A pure democracy is if you lose you can be voted dead. In a constitutional democracy it may not be so direct: i.e. if the majority elect officials that favor say large automotive companies that are permitted to introduce externalities to the water supply that make you dead (see flint water crisis) -- or say your county elects a sheriff who is known to shoot people in 'bad shoots' and then the democratically elected officials prevent effective prosecution of these murders.
Yet in areas where the mob is in control does that happen. Look at Mexican drug lords
How often do “elected officials” do anything against law enforcement? Every politician in any city knows not to go against the local police department.
Someone didn't watch Godfather.
I would think so. Ex. bar owner gives some free drinks and use of the bar to the mob probably doesn't have to pay the same protection fee.
> Governments are basically the mob

In exactly the same way that monads are like burritos. If thinking that makes it easier to start learning more about the concept, that's great. If instead it stands in for learning, that's bad.

On the other hand, I do have this strange desire to learn Spanish by claiming that Spanish is exactly the same as English. Then I'd take all the critiques as edge cases until I'm able to argue the same point in Spanish.

> Governments are basically the mob...

Governments are institutions. Considering the anarchic alternative, what we currently have is preferable. People as a group, the actual mob, cannot be trusted. They are irrational and are therefore potentially dangerous.

The trick is to safeguard against institutional rot.

> Governments are institutions.

So's the mob. It's why they call it "organized" crime.

> Governments are basically the mob, except that they figured out that they can exert more control over a longer period of time if they have documents that "constrain" their powers and they offer you a say in some matters.

God is love.

Love is blind.

Ray Charles is blind.

Ray Charles is God.

Thank you, Hegel.
Yup exactly. Our default social contract gives governments a monopoly on violence, of course they’ll use it.
"Right of Force". At some point, freedom is restricted at gunpoint. Government works this way because it is logical that it do so.

This is why it is critical to have government established "of, by, and for" the constituency - because even in a best-case scenario, corruption will get in the cracks and make them bigger, etc.

I'm going to expose my political bias here: I think the only way to prevent the corruption and expansion is to keep the government small by limiting the amount of resources that are under its direct control. Just offering "of, by, and for" won't do it if there are millions of people on the payroll.

Of course, the Somali government is very small and Somali people are very free, and they aren't doing very well either.

Agreed. Thank you for calling me out here - I also disagreed with myself when I chose "of, by, and for", and was going to use more generic words, but thought more interesting ideas may come out with the extra salt.
Would you consider the EU to have a large amount of regulations but those countries are generally doing well.

I would say there's a correlation between less government and worse living conditions on average

> I would say there's a correlation between less government and worse living conditions on average

I think this is true, but I don't think the correlation is causal. Rich countries throughout history have tended to grow their governments after becoming rich by adopting social programs and trying to flex their muscle internationally. Most of Europe followed this model, as did the US.
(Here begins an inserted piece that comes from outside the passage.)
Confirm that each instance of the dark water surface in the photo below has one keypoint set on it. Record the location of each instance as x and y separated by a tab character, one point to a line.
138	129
So post ww2 for the US? We've still one of the best counties to live in.

Edit. Are you claiming social programs are created to flex your country? Do you have proof of this?

Somalia demonstrates exactly the problem with that approach: power vacuums don't last any longer than any other vacuum, if there's something around to fill it.
I don’t know why people are surprised by this. Sociology has the concept of Monopolization of Violence. In feudal times violence was undertaken by many institutions, but we as a society decided to monopolize it to reduce overall amount of violence a single individual is expected to face
Except for that whole voting thing. The "government", in a functioning democracy, is us.